Grund für dieses irrationale Handeln ist die Emotion. Es geht jedoch nicht darum seine Emotionen zu verdrängen. Vielmehr sollte man sich ihrer bewusst sein und mit ihnen arbeiten. Für diejenigen, für die das Trading ein Zeitvertreib ist, mag das weniger relevant sein. Wer allerdings Geld verdienen will, muss diszipliniert sein. Traden ist kein Spaziergang. Interessanterweise sind ehemalige Spitzensportler gute Trader. Das liegt daran, dass sie gelernt haben mit ihren Emotionen umzugehen. Wenn es darauf ankommt bringen sie fokussiert ihre Leistung. Ein Sportler, für den es um Gold oder den vierten Platz geht, darf sich nicht ablenken lassen. Würde zugelassen werden, dass man noch vor dieser finalen Leistung gedanklich feiert, sich ausruht, ganz aufgeregt und nervös vom großen Gewinn träumt, fällt es schwer, die maximale Leistung tatsächlich zu bringen.

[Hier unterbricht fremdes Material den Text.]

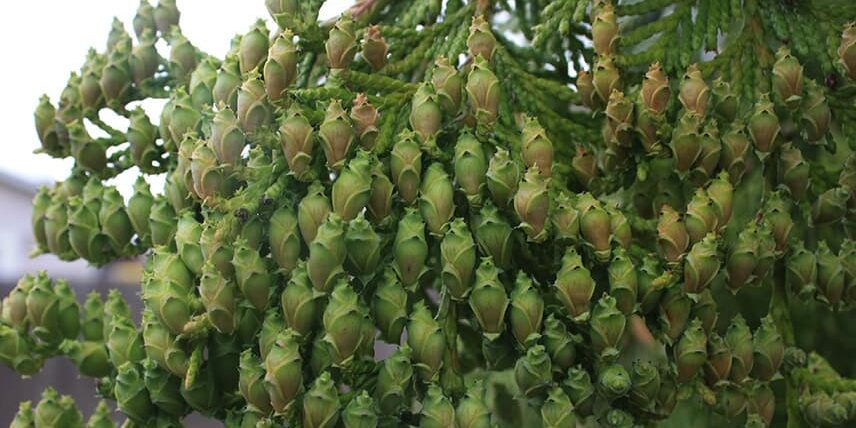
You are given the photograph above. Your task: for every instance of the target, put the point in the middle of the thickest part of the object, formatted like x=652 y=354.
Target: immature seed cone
x=254 y=110
x=764 y=126
x=280 y=70
x=607 y=328
x=739 y=340
x=830 y=206
x=686 y=148
x=341 y=45
x=284 y=238
x=360 y=412
x=708 y=158
x=574 y=286
x=579 y=387
x=694 y=93
x=283 y=377
x=394 y=381
x=470 y=167
x=604 y=30
x=336 y=135
x=613 y=381
x=448 y=84
x=787 y=79
x=114 y=221
x=227 y=138
x=252 y=275
x=410 y=250
x=769 y=350
x=623 y=281
x=725 y=99
x=380 y=203
x=406 y=166
x=645 y=380
x=559 y=343
x=605 y=78
x=594 y=225
x=17 y=353
x=801 y=274
x=253 y=47
x=675 y=308
x=718 y=365
x=527 y=310
x=762 y=402
x=45 y=118
x=124 y=342
x=54 y=410
x=219 y=296
x=503 y=176
x=493 y=235
x=164 y=389
x=349 y=332
x=483 y=90
x=830 y=275
x=817 y=115
x=365 y=118
x=183 y=56
x=427 y=342
x=437 y=410
x=619 y=115
x=458 y=257
x=364 y=247
x=132 y=398
x=352 y=188
x=425 y=115
x=225 y=91
x=672 y=236
x=532 y=205
x=87 y=152
x=472 y=412
x=537 y=149
x=702 y=216
x=819 y=409
x=327 y=254
x=144 y=60
x=489 y=300
x=202 y=82
x=735 y=147
x=389 y=307
x=691 y=351
x=721 y=194
x=436 y=203
x=847 y=50
x=655 y=92
x=298 y=302
x=701 y=265
x=312 y=211
x=588 y=95
x=183 y=119
x=141 y=138
x=533 y=372
x=557 y=411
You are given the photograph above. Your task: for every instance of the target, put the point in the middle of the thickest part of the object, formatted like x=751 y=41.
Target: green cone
x=321 y=403
x=489 y=300
x=427 y=341
x=394 y=382
x=389 y=307
x=299 y=306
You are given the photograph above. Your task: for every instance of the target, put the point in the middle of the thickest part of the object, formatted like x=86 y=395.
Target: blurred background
x=42 y=42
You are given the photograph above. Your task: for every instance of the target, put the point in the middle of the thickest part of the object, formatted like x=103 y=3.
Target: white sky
x=43 y=40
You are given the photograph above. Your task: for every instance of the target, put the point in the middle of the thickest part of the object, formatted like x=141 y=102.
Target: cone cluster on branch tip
x=407 y=174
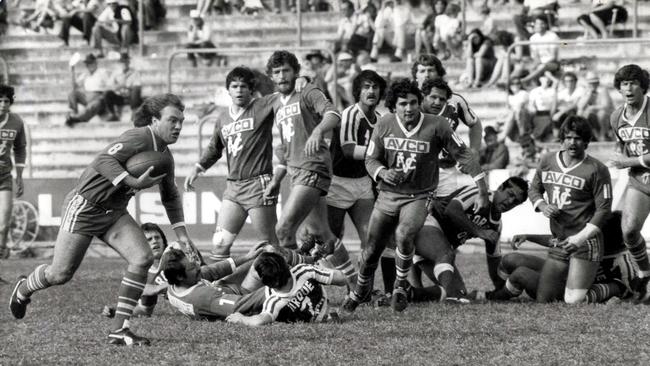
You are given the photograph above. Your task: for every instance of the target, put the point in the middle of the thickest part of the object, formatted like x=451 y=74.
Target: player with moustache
x=96 y=207
x=578 y=202
x=12 y=138
x=351 y=190
x=403 y=158
x=631 y=124
x=245 y=134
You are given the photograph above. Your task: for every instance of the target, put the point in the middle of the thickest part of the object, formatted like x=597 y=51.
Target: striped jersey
x=355 y=129
x=583 y=193
x=247 y=139
x=101 y=183
x=12 y=137
x=307 y=299
x=296 y=116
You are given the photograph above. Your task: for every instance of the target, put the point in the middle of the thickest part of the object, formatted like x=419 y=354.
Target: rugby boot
x=17 y=306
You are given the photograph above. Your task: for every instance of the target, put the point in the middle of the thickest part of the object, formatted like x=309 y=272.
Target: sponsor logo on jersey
x=237 y=127
x=563 y=179
x=408 y=145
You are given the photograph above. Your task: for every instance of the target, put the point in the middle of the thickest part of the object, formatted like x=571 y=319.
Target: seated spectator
x=603 y=13
x=82 y=15
x=448 y=38
x=199 y=35
x=596 y=106
x=126 y=88
x=480 y=59
x=540 y=103
x=89 y=89
x=116 y=24
x=545 y=56
x=495 y=153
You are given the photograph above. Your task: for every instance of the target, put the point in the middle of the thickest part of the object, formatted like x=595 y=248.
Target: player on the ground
x=12 y=138
x=452 y=221
x=615 y=274
x=403 y=158
x=631 y=124
x=292 y=294
x=351 y=189
x=303 y=118
x=245 y=133
x=96 y=207
x=578 y=201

Genau diesen Fehler begehen Trader aber sehr häufig. Sie sehen z.B. eine Chartformation, deren Verlassen eine 20%ige Rally verspricht. Statt das Signal abzuwarten, wird hochgehebelt das Signal vorweggenommen – vor lauter Begeisterung, dass hier hohe Gewinne lauern könnten. Umgekehrt werden Trader unsicher, wenn Märkte sehr volatil sind. „Bombensichere“ Signale werden nicht wahrgenommen bzw. nicht in Trades umgesetzt, weil man sich einfach zu unsicher ist. Diese Unsicherheit hat aber nichts mit dem Chart zu tun, sondern nur mit Ihnen selbst.
Bullen und Bären zähmen
Der Chart zeigt an, was der Markt gerade denkt. Dabei ist die Menge an Bullen und Bären immer gleich. Wer eine Aktie kaufen möchte, braucht jemanden, der sie verkauft. Der Unterschied zwischen Bullen- und Bärenmärkten ist relativ einfach. Im Aufwärtstrend sind Bullen bereit mehr und mehr für eine Aktie zu zahlen, weil sie glauben, dass es weiter aufwärts geht. Bären verkaufen gleichzeitig nur zu höheren Preisen. Sie verlangen eine Prämie auf den derzeitigen Kurs. Im Abwärtstrend ist es genau umgekehrt. Damit ein Bulle kauft, muss der Kurs tiefer sinken. Bären sind bereit solange zu verkaufen, bis sich ihre Meinung ändert. Ab einem gewissen Zeitpunkt sind sie nicht mehr bereit für weniger zu verkaufen.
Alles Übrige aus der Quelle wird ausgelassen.